Retailer Dee Sedani talks to Asian Trader about an interesting piece of technology he has recently developed and the people skills needed to manage a store.

When did your retail career begin? 
I first got into the retail business 20 years ago. I was in programming, but I loved retail, so left the industry and bought some stores. Retailing is a lot of fun and every day is a different. You definitely have good days and bad days but it’s never boring because you don’t have the same routine all the time. There are new challenges, legislation problems – whether we can change them or not I don’t know – but it keeps me going.

Do you have to be a people person to be in retail?
Whether it is your staff, your supplier, a customer you meet down the street – everything is about human interactions, how you get on with people and how you want to be perceived. How I view it with my team is that I am not your boss, you are your own boss, we are all integrated together. I don’t want it to be a case of ‘the boss is coming’, I don’t believe in that kind of hierarchy, we are all people. 
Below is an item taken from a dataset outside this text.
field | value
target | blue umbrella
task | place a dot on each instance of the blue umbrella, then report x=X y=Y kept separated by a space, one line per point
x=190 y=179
What is unique about your stores?
In my village store in Etwall we are very heavy on the home delivery of news, so that’s our USP in that store. We serve roughly 580 customers a day and have 25 newspaper boys and a van on the road that goes around the countryside delivering to remote areas.

Are you involved with the local community?
We get involved in the village fete and in sponsoring different things. At the moment, we are looking at sponsoring the local football team. 

Do you use social media to promote your stores?
We do use social media in dribs and drabs but I want to find a middle ground between doing too much and doing none. We do a campaign every two weeks or so, not every day, as I think people get overstimulated with information and it is easy to switch people off, instead of switching them on. We did some promotions over Christmas about our new coffee machine and cash machine that got some traction behind it.

You won the Asian Trader award for innovation in 2014. What have you been working on recently?
We’ve developed a piece of software called Retail Guardian. It isn’t just for our own use, we are actively selling it and the Co-Op are looking at it, and some other interesting players. The software was designed around some of the problems I encountered in my store, and it is all about managing people and processes. It has been going around a year and is a massive project – we have about 45-50 retailers using it and they are reporting real tangible benefits. It works by using fingerprinting technology to track actions and it also keeps tabs on training and rotas.  

Do you work closely with manufacturers on product ranging and merchandising?
No, because my stores are One Stops, which are owned by Tesco, so all our merchandising is sent down via planograms.  

Have you noticed any interesting consumer trends lately?
This is something I have been discussing over the last few days and I’m not really sure there are trends as such because there is not much loyalty left in our sector. These days people buy on price and promotions and everything is a lot more commercialised. We have lost Christmas, Valentine’s and Easter because these things are advertised for months in advance. Cadbury Creme Eggs came out in November – it is something I have come to accept. 

What is your favourite product? 
You are asking me about my favourite product in the shop? Now that is putting me on the spot! Pepsi-Max to be honest – I drink it all the time.